I think a big part of my uncertainty in knowing what to do comes from the fact that when I have been on the receiving end of this, I have found the response of others usually annoying. I almost prefer the simple "I'm sorry to hear that", as long as that's the end of it and they move on to other things immediately. Telling me something like "this must be hard for you" is especially irksome. Why must it be? Because it would be for you, or someone else you know? That pretty much shuts down any thought I might have of speaking about the matter to that person. I have learned long ago, though, that what I want is quite different from what other people want, so hesitate to use my own preferences as a guide. (This is where the golden rule breaks down.)

I relate.
When I went through the darkest episode of grief in my life, I just honestly wanted to be left alone. I wanted to deal with it on my own, in silence.

Sometimes people's way of helping is truly not helping. I avoided to walk around, for the sole reason that being taciturn in that gloomy state invites unsollicited comments from people who want to force you to become magically happy.

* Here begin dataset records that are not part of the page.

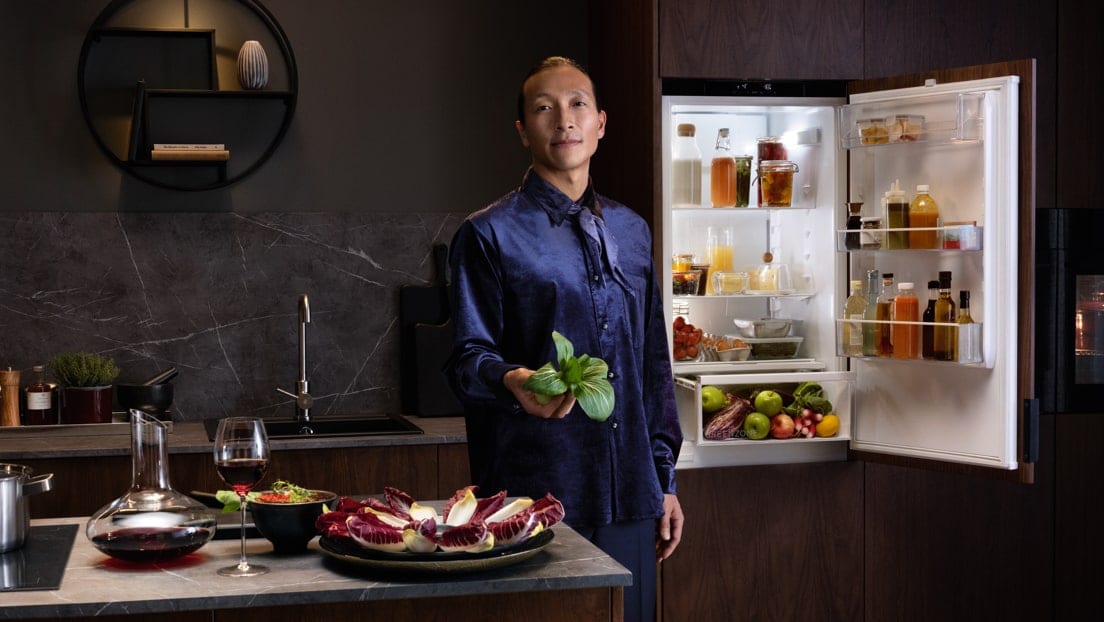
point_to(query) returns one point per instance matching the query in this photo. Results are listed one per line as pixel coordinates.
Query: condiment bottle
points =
(945, 338)
(905, 334)
(9, 398)
(686, 169)
(853, 311)
(897, 211)
(927, 333)
(869, 329)
(722, 176)
(884, 315)
(851, 240)
(40, 404)
(969, 334)
(923, 212)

-"What can I do for you? Tell me!"
-"Can you bring the dead back?"
-"No..."
-"Will you leave me alone now?"

On the other hand, it makes others feel powerless too, and it invited a struggle inside of me to become strong, neglect my grief, or act happy in order not to make them worry.

It also certainly does not help to tell others how you successfully dealt with grief and try to force it upon them. All of us deal with grief differently. We might have lost the same thing, but it doesn't mean we are the same.

People who were there for just a hug, sought proximity in silence, acknowledging, listening and honoring that grief were and are the gemstones.